Ok, that was really all the action overnight. Yesterday’s disappointing US equity performance, with all three major indices lower by at least -0.75% (I thought that was outlawed 🤣) was followed by similarly weak performance in Asia with the Nikkei (-1.8%) leading the way lower as tech shares underperformed, but further weakness in China (-0.6%) as Godot seems more likely to arrive than the Chinese stimulus. Throughout the region, only Thailand (+1.2%) managed any gains after the central bank there cut rates 25bps in a surprise move seeking to foster a better growth situation. In Europe, only the UK (+0.6%) is rallying on the strength of the idea that lower inflation will encourage a 50bp cut from the BOE when they meet the day after the Fed. But otherwise, red is the color of the day in Europe with losses ranging from -0.1% (Spain) to -0.6% (France). Meanwhile, US futures are a touch firmer at this hour (7:15), by just 0.2%.

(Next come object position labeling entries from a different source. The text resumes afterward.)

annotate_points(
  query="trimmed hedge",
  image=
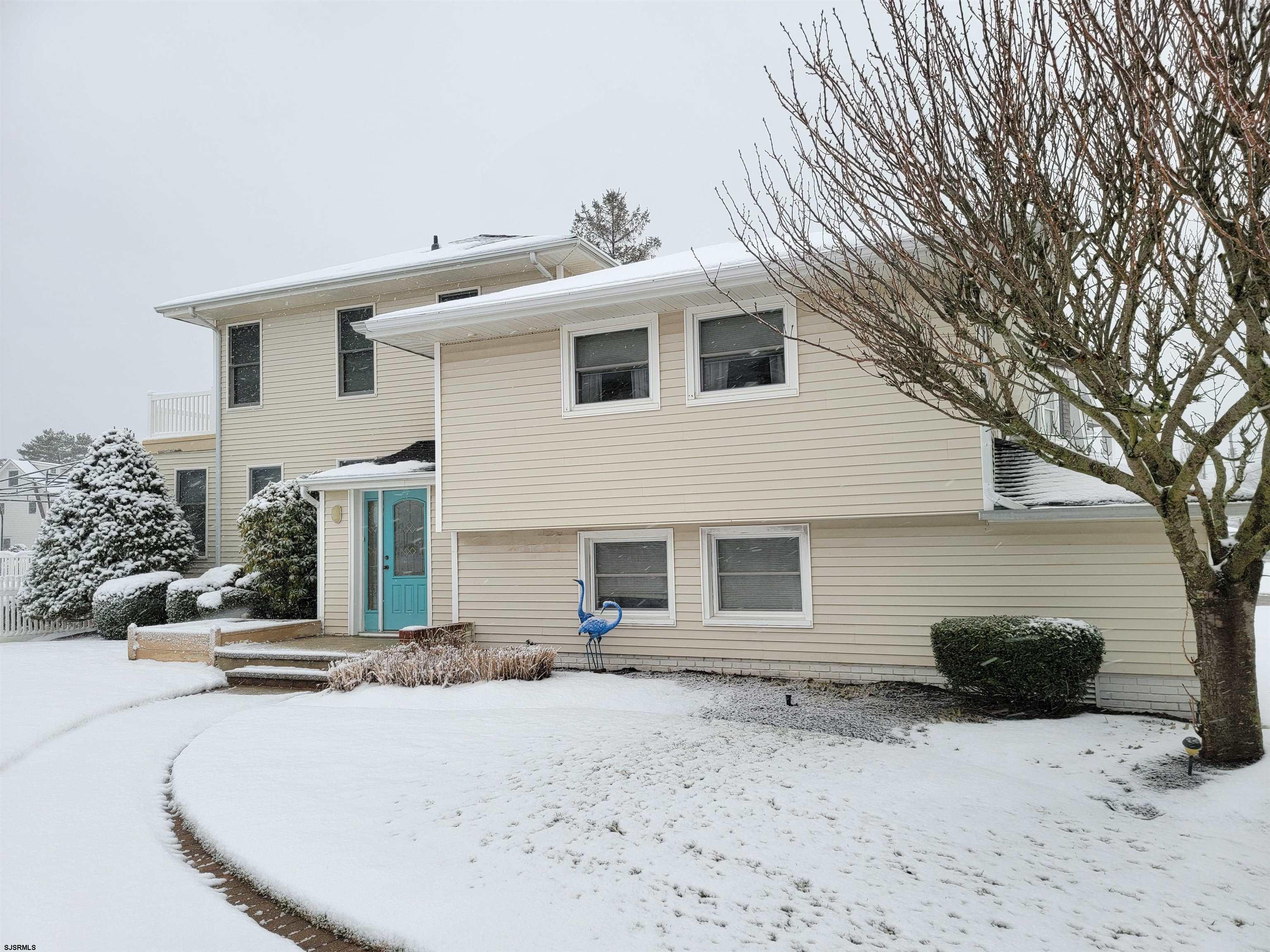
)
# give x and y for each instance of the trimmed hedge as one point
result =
(134, 600)
(183, 595)
(1020, 659)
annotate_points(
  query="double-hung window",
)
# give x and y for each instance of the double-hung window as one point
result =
(756, 576)
(261, 476)
(634, 568)
(192, 499)
(356, 353)
(610, 367)
(741, 352)
(244, 369)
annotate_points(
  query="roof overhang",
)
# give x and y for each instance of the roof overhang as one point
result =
(1134, 512)
(205, 310)
(331, 480)
(553, 305)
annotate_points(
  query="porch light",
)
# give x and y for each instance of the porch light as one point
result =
(1192, 745)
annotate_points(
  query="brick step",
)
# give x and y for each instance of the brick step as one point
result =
(271, 676)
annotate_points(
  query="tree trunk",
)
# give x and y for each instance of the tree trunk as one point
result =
(1230, 719)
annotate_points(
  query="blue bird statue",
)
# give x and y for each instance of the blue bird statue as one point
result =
(595, 628)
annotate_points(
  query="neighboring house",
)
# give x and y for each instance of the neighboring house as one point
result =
(755, 505)
(27, 489)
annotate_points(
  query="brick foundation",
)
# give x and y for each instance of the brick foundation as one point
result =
(1117, 692)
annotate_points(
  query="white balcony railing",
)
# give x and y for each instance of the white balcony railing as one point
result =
(181, 414)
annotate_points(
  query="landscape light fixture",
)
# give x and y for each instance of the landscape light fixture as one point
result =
(1192, 745)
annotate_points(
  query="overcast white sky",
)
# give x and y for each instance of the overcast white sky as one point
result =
(157, 150)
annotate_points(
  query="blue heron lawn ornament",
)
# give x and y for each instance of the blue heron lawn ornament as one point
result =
(595, 628)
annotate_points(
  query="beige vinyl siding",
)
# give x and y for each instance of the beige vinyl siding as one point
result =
(845, 446)
(301, 423)
(334, 555)
(195, 460)
(878, 585)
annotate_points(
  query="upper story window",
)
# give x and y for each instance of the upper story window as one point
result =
(610, 367)
(261, 476)
(244, 370)
(356, 353)
(634, 568)
(192, 499)
(756, 576)
(741, 352)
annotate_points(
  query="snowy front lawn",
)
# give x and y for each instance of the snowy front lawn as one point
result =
(50, 687)
(600, 813)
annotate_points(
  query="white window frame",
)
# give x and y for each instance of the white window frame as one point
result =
(710, 612)
(568, 378)
(586, 571)
(456, 291)
(229, 371)
(692, 318)
(375, 358)
(280, 468)
(208, 494)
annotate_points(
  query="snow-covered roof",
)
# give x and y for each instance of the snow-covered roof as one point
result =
(465, 252)
(1024, 478)
(547, 305)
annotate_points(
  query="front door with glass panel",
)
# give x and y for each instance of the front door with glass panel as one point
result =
(397, 577)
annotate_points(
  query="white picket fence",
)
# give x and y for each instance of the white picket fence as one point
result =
(16, 625)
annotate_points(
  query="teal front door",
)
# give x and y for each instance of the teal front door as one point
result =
(406, 558)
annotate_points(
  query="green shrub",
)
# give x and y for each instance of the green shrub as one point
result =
(134, 600)
(280, 546)
(183, 595)
(1020, 659)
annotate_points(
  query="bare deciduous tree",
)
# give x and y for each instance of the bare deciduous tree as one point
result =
(1012, 201)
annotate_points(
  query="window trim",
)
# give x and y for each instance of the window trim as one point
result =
(375, 358)
(710, 612)
(458, 291)
(568, 333)
(692, 317)
(229, 369)
(651, 617)
(282, 475)
(208, 508)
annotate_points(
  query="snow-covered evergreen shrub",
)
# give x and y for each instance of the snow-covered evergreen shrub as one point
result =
(115, 519)
(412, 664)
(134, 600)
(183, 595)
(280, 546)
(229, 602)
(1023, 660)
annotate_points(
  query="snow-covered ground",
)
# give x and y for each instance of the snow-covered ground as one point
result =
(49, 687)
(599, 813)
(88, 860)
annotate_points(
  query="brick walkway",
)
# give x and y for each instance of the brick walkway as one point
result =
(270, 914)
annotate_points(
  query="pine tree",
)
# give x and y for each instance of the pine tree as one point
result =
(280, 546)
(113, 519)
(614, 228)
(56, 447)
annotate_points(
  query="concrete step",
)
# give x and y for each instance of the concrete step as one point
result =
(279, 677)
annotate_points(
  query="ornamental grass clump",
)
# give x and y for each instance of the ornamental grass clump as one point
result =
(412, 666)
(1027, 662)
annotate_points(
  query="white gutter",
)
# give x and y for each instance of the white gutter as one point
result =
(172, 309)
(566, 298)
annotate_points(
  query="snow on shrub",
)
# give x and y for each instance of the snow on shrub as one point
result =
(1020, 659)
(134, 600)
(183, 595)
(280, 546)
(411, 666)
(115, 519)
(229, 602)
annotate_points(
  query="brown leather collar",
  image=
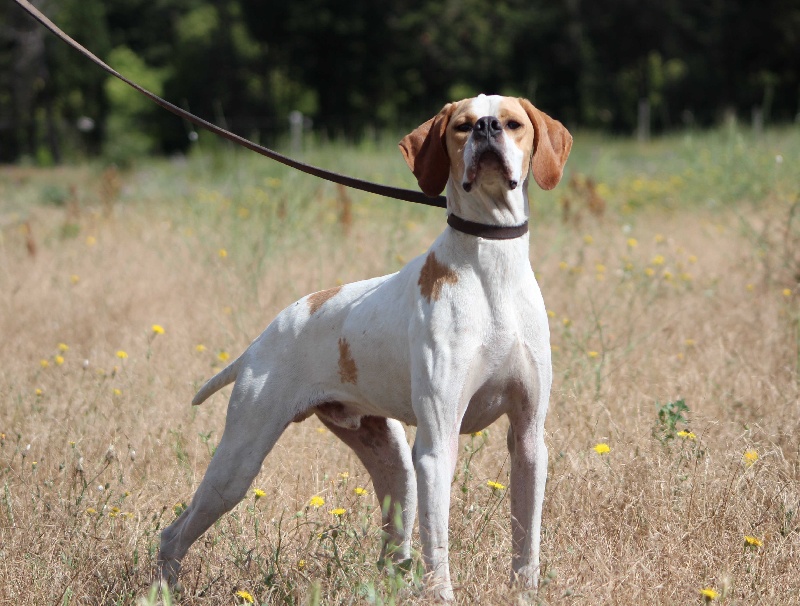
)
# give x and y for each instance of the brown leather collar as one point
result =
(490, 232)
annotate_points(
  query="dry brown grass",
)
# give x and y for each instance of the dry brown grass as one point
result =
(703, 308)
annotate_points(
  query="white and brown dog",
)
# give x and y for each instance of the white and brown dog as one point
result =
(449, 343)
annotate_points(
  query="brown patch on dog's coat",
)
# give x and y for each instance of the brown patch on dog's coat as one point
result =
(348, 371)
(433, 276)
(318, 299)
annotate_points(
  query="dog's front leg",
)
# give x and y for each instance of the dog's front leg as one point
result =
(528, 477)
(434, 453)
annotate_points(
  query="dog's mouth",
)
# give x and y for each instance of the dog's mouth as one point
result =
(488, 160)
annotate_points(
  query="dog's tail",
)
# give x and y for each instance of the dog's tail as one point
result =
(221, 379)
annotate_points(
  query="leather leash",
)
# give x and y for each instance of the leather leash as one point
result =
(374, 188)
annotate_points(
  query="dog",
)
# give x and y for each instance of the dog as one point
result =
(451, 342)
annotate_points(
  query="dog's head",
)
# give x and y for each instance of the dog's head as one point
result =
(487, 142)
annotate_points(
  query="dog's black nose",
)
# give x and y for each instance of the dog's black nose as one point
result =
(489, 126)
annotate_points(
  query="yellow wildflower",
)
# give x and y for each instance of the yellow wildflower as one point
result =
(752, 541)
(602, 448)
(708, 594)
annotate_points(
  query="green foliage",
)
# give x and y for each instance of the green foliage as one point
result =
(670, 415)
(352, 66)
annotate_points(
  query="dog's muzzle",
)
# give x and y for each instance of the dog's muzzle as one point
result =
(487, 152)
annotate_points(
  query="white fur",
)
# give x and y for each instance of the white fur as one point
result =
(449, 365)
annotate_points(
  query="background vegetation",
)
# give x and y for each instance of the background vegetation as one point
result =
(359, 65)
(670, 272)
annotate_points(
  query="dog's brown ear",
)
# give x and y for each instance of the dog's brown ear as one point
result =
(551, 147)
(425, 152)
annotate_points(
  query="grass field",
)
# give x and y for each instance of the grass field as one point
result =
(674, 428)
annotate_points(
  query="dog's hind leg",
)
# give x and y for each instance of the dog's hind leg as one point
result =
(381, 446)
(251, 430)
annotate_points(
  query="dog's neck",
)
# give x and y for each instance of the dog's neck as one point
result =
(490, 206)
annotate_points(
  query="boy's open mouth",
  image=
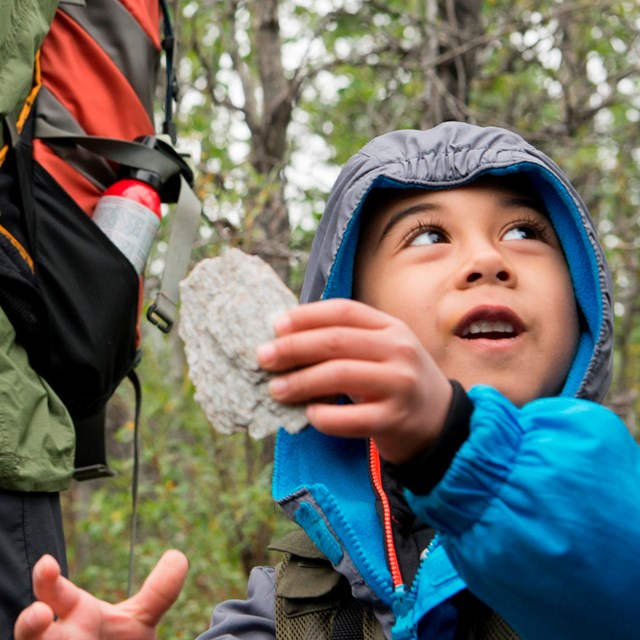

In the bond market, yields are lower across the board after that weak Empire State number encouraged the slowing economy narrative and the lower inflation prints in Europe and the UK have weighed on yields there this morning. So, Treasury yields (-2bps) are lagging most of Europe (Bunds -3bps, OATs -3bps) and UK Gilts (-8bps) are all about the data this morning. Even JGB yields (-1bp) got into the act.
In the commodity space, oil (-0.5%) is continuing its recent decline, although yesterday it managed to bounce a bit and close above the $70/bbl level where it still sits, barely. But the metals complex is having another good day with gold (+0.6%) pushing to new all-time highs as western investors are finally following Chinese and Indian investors as well as global central banks. The lower interest rates certainly help here. Similarly, we are seeing gains in the other metals (Ag +1.2%, Cu +1.1%) as stories regarding shortages for both metals in the long-term resurface given the lack of new mining activity and increased demand driven by the idea of increased solar and electricity needs respectively.
Finally, the dollar, overall, is little changed, holding onto its recent gains although with a mixed performance this morning. ZAR (+0.5%) is this morning’s leader on the back of the metals market gains, and we have seen strength in KRW (+0.3%) as well. However, elsewhere, movement is small and favoring the dollar (HUF -0.2%, CZK -0.2%) and we’ve already discussed the euro and pound. Interestingly, the THB (+0.45%) rallied after the rate cut on the back of equity inflows.
There is no major data set to be released this morning and no Fed speakers on the current calendar, although as always, I suspect we will still hear from some of them. Madame Lagarde speaks this afternoon, and given the ECB meeting tomorrow, there will be many interested listeners.
Overall, the themes seem to be that Eurozone inflation is sinking and rate cuts are coming. That should keep some downward pressure on European currencies vs. the dollar, at least until we see or hear something that describes a more aggressively dovish Fed. The one truly consistent feature of these markets has been the rally in gold which seems to benefit from fear, inflation and lower rates, all of which appear to be in our future.